A LOGGER was dragged into a forest and mauled to death by a ferocious tiger as he went outside to the toilet during the night.
Mikhail Shabaldin, 41, is feared to have been eaten by the wild beast after being ambushed by an Amur – or Siberian – tiger, the world’s largest big cat.
He is believed to have been pounced on as he left his temporary accommodation near a logging site in the Khabarovsk region in Russia.
A troubling video, taken at the site by a horrified colleague, shows bloodied clothes, shoes, and what appear to be Shabaldin's innards on an uneven track.
According to reports, tiger footprints were also visible at the scene – seeing locals dismiss claims he was overpowered by a brown bear but was instead taken by the man-eating predator.
Married Shabaldin is believed to have been attacked during his 15-day shift at the logging site as he went to use the toilet late at night.
Toilet paper was also seen strewn nearby.
A search is underway but locals admit there is little prospect of finding the logger alive.

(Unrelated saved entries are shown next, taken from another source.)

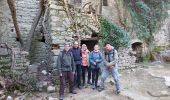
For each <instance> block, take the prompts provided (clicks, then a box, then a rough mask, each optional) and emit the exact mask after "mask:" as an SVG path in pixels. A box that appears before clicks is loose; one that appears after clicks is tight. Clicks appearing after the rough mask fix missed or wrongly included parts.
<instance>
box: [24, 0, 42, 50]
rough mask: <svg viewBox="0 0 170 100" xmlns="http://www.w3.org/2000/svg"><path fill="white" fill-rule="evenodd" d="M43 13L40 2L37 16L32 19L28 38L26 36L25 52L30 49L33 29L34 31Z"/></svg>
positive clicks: (41, 1) (32, 32)
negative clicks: (31, 24)
mask: <svg viewBox="0 0 170 100" xmlns="http://www.w3.org/2000/svg"><path fill="white" fill-rule="evenodd" d="M43 12H44V0H40V3H39V11H38V13H37V15H36V17H35V19H34V22H33V24H32V26H31V29H30V31H29V34H28V35H29V36H28V39H27V43H26V46H25V50H26V51H29V50H30V48H31V42H32V38H33V36H34V32H35V29H36V27H37V25H38V22H39V20H40V18H41V16H42V14H43Z"/></svg>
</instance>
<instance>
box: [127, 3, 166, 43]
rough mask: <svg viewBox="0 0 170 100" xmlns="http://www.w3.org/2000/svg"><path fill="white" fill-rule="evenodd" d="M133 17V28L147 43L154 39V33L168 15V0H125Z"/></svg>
mask: <svg viewBox="0 0 170 100" xmlns="http://www.w3.org/2000/svg"><path fill="white" fill-rule="evenodd" d="M124 3H125V5H126V6H127V7H128V8H129V11H130V13H131V17H132V23H133V30H135V31H136V33H137V36H138V38H139V39H141V40H144V41H145V42H146V43H147V44H151V43H152V41H153V39H154V38H153V35H154V33H155V32H156V31H157V30H159V28H160V26H161V24H162V22H163V21H164V20H165V18H166V17H167V15H168V14H167V5H168V3H169V1H168V0H124Z"/></svg>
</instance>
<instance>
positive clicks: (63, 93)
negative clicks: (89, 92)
mask: <svg viewBox="0 0 170 100" xmlns="http://www.w3.org/2000/svg"><path fill="white" fill-rule="evenodd" d="M69 49H70V45H69V44H65V45H64V50H63V51H61V52H60V54H59V56H58V59H57V67H58V70H59V74H60V91H59V100H64V89H65V84H66V79H68V80H69V91H70V93H72V94H76V92H75V91H74V72H75V63H74V58H73V55H72V52H70V51H69Z"/></svg>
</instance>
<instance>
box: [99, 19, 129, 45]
mask: <svg viewBox="0 0 170 100" xmlns="http://www.w3.org/2000/svg"><path fill="white" fill-rule="evenodd" d="M100 24H101V31H100V33H99V37H100V40H101V42H102V43H105V42H110V43H111V44H112V45H113V46H114V47H115V48H119V47H127V46H128V45H129V42H130V37H129V35H128V32H127V31H126V30H124V29H123V28H121V27H119V26H117V25H116V24H114V23H111V22H109V20H107V19H105V18H103V17H102V18H100Z"/></svg>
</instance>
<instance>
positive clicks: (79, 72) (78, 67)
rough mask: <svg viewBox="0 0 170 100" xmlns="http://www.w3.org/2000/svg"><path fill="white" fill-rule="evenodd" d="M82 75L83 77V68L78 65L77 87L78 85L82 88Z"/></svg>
mask: <svg viewBox="0 0 170 100" xmlns="http://www.w3.org/2000/svg"><path fill="white" fill-rule="evenodd" d="M81 75H82V68H81V65H80V64H77V65H76V74H75V77H76V78H75V80H74V81H75V85H77V86H78V87H80V86H81Z"/></svg>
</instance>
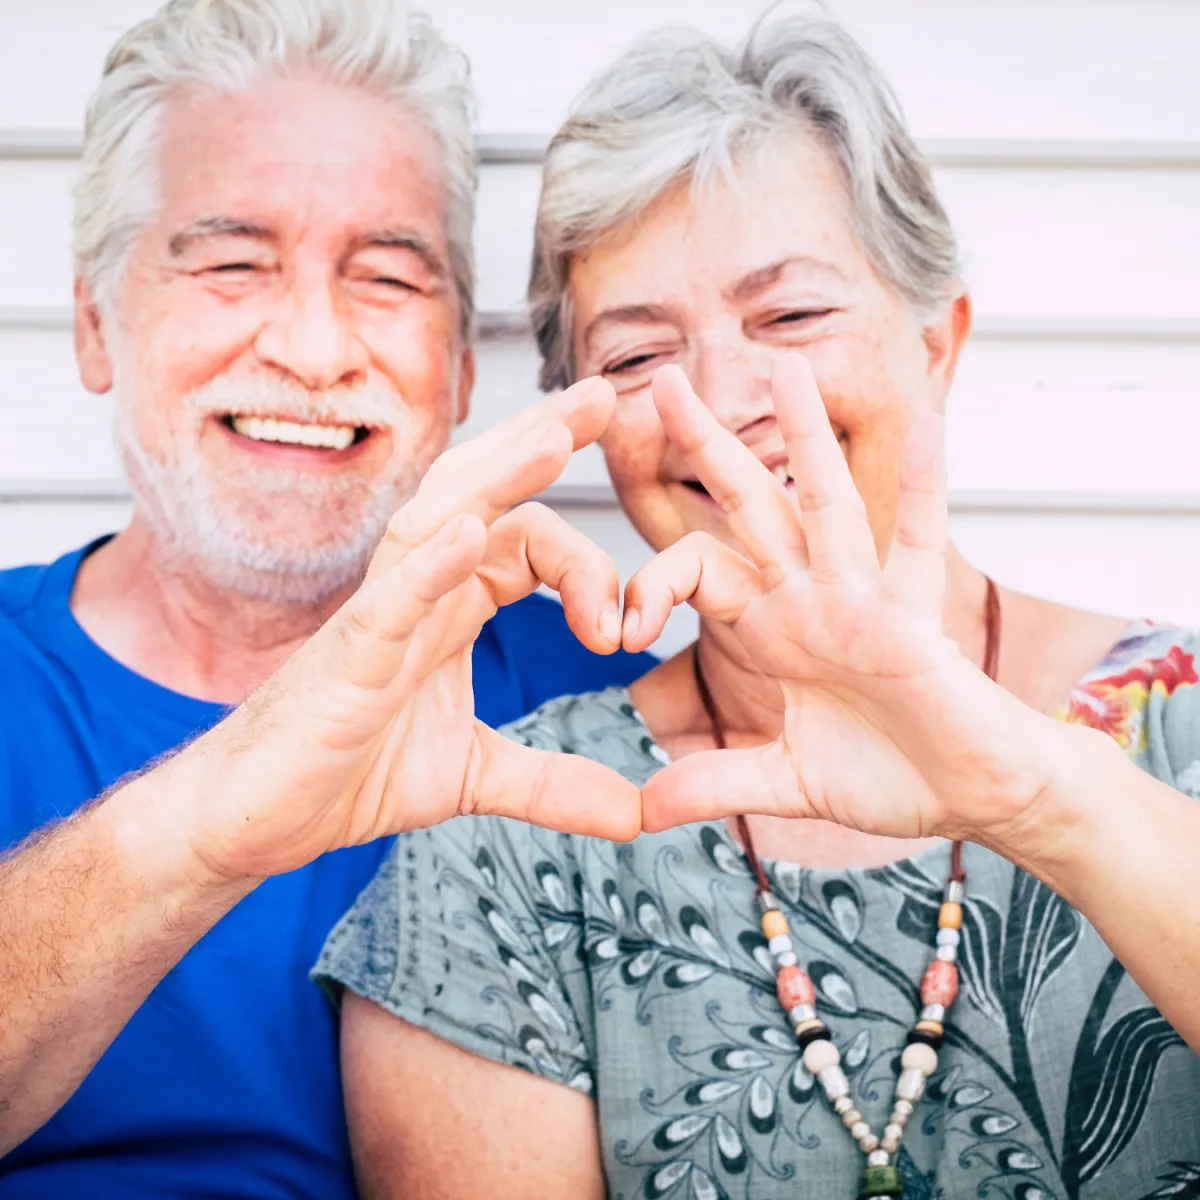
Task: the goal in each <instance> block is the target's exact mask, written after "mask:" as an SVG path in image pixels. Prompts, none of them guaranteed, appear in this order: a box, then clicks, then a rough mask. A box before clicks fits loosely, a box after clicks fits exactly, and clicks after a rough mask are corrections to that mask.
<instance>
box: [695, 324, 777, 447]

A full investigation is now underway into Shabaldin's disappearance.
One theory is that a hungry or wounded Amur tigress ambushed him in order to feed her cubs.
His wife Elena has been informed about the horrific incident.

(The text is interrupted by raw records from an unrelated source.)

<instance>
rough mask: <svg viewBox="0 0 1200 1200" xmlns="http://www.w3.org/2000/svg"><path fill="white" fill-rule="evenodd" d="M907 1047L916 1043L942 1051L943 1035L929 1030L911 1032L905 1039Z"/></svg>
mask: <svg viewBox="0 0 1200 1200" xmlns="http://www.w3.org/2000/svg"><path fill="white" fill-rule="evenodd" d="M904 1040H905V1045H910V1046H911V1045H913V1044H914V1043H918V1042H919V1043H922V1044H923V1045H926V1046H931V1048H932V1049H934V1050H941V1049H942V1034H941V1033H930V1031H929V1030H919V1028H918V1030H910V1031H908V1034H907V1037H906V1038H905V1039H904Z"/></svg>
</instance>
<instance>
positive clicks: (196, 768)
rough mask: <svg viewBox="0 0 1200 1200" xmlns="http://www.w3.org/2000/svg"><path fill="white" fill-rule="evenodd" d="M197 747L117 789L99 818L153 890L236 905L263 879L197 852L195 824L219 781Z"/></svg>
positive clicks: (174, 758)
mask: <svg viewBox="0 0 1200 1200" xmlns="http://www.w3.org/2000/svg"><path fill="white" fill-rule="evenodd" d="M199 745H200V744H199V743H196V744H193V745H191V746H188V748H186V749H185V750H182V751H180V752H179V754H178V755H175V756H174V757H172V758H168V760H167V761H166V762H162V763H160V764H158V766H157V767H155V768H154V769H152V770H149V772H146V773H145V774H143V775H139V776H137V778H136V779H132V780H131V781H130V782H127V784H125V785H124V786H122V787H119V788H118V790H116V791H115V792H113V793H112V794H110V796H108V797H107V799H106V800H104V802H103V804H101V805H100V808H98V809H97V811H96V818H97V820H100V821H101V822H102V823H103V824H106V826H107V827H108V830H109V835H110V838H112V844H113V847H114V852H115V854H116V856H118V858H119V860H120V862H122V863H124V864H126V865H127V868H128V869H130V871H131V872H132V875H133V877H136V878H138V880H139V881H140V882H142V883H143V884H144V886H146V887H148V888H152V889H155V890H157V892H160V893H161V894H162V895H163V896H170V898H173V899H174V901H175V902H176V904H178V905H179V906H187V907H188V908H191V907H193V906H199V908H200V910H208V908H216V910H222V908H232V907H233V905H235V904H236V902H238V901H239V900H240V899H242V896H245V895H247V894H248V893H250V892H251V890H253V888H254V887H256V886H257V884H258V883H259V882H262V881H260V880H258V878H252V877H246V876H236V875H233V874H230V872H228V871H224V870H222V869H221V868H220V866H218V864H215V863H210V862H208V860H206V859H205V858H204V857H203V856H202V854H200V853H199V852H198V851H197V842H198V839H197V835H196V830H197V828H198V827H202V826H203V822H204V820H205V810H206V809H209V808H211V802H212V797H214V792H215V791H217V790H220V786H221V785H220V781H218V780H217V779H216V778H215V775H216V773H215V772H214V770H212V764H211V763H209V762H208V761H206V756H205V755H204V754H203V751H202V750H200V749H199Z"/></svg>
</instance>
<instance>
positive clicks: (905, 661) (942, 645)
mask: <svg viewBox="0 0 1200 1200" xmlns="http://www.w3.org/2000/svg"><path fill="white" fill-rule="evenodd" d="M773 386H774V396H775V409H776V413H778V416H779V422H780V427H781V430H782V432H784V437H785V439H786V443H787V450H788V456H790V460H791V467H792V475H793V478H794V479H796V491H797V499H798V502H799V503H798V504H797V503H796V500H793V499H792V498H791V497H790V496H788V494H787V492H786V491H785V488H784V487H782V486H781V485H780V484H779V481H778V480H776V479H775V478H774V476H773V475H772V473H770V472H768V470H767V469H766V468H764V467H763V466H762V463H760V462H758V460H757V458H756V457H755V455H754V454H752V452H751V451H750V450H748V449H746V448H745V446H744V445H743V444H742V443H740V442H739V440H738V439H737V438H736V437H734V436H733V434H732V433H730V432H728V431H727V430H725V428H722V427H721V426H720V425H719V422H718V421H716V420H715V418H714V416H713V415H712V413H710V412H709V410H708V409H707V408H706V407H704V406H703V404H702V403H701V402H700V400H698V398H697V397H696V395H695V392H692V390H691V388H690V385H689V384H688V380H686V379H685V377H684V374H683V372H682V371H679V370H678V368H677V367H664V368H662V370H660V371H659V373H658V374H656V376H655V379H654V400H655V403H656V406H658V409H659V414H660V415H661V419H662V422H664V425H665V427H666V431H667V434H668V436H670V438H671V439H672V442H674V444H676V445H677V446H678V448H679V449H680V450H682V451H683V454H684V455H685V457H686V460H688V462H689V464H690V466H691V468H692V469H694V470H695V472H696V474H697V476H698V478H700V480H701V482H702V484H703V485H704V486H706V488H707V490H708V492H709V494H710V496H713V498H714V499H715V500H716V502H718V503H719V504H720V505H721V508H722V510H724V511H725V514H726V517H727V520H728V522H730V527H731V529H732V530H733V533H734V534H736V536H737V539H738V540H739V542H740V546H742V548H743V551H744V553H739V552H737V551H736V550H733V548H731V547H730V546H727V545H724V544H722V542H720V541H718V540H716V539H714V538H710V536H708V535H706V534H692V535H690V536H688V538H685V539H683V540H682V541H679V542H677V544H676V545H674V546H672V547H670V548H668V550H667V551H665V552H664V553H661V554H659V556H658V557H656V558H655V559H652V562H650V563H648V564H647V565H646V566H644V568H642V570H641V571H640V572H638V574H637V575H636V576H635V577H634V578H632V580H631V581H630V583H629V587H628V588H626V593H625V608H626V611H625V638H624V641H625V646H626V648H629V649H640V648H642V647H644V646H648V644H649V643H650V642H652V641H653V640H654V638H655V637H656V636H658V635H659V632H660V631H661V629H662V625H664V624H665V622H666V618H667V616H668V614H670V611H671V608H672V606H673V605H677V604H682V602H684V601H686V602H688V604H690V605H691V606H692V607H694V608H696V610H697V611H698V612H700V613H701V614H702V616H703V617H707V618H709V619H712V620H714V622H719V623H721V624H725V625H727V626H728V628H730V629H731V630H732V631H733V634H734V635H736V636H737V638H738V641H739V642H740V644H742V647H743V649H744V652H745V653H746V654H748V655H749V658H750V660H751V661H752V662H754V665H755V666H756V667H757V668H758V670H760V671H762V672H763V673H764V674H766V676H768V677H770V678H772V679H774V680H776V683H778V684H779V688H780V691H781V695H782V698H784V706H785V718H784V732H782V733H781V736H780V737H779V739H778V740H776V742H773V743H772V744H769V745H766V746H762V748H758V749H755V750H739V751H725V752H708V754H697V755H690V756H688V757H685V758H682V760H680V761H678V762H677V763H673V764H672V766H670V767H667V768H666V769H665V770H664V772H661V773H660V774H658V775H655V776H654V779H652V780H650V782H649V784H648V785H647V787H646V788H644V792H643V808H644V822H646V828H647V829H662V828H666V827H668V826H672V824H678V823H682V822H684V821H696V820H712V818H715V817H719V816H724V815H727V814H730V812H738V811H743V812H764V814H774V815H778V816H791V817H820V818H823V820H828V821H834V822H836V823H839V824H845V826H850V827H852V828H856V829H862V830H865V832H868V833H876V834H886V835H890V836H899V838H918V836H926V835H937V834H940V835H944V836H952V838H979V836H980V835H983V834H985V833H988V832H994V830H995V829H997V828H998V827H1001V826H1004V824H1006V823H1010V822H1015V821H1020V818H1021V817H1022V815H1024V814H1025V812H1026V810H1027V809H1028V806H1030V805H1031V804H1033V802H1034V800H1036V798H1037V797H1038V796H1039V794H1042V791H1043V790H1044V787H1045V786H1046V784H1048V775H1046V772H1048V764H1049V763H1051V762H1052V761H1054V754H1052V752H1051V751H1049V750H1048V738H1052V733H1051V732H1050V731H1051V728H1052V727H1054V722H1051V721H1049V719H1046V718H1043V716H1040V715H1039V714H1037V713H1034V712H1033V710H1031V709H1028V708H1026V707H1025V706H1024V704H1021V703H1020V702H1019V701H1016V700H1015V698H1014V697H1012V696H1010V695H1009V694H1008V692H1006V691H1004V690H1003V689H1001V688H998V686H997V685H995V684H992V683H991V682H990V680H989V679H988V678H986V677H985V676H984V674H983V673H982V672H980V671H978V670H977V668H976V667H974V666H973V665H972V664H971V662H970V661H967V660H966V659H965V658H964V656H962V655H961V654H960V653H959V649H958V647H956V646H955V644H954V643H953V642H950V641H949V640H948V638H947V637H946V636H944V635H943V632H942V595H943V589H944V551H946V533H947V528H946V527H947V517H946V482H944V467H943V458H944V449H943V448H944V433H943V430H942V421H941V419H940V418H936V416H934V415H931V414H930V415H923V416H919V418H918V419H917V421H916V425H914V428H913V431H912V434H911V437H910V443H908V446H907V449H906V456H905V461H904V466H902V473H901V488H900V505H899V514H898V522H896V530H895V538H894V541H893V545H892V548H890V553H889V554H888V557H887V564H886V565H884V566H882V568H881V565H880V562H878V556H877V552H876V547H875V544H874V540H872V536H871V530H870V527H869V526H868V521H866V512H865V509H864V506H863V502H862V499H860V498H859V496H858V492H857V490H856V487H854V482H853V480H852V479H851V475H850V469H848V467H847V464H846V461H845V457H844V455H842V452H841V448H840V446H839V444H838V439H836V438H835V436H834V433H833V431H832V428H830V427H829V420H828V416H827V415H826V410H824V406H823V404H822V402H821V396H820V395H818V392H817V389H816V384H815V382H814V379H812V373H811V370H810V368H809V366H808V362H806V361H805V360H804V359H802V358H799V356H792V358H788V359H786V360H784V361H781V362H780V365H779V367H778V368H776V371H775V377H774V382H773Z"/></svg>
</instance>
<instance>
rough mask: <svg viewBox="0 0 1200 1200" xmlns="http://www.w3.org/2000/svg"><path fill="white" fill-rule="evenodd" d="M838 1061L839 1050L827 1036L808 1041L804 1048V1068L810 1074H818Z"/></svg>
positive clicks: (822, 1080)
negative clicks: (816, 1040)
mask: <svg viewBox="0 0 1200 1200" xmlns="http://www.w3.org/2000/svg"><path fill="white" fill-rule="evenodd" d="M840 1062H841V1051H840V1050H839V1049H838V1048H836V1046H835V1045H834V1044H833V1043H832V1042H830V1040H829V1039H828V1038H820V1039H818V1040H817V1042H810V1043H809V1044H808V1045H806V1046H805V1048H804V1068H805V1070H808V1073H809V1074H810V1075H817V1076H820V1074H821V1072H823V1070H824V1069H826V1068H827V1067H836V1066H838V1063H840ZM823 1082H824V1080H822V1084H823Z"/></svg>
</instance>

A friend of the logger said: "He was killed by a tiger, this is a fact. His body has not been found yet."
He explained how many loggers were "afraid of meeting a predator" as they have little protection and do not carry guns – despite being aware that tigers live in the area.
"Tigers are a frequent sight there," he said. "Everyone knows about this."
Sergey Aramilev, general director of the Amur Tiger Centre, said: "It is too early to say what exactly happened to the missing person.
"A group has left for the scene and is investigating the circumstances of the incident.
"Usually, tigers try to bypass human habitats.
"Although the predator is the king of the taiga, it is afraid of 'two-legged animals’.
"Hunger, provocation, a weakened state through illness or injury might force a beast to attack a human.
"A wild beast that attacked a human is usually removed from the wild. Then the experts make a further decision regarding the fate of the animal."
The Amur tiger species is recovering in the wild after almost becoming extinct in the late Soviet era due to poaching.
The attack is thought to have took place was some 50 miles from Mayak village, in the remote Khabarovsk region.
The Amur tiger favour tough environments – with plummeting temperatures and heavy snow – such as eastern Russia, China and North Korea.
Less than 700 live in the wild, though numbers are now recuperating with both Russia and China taking action to stop poaching.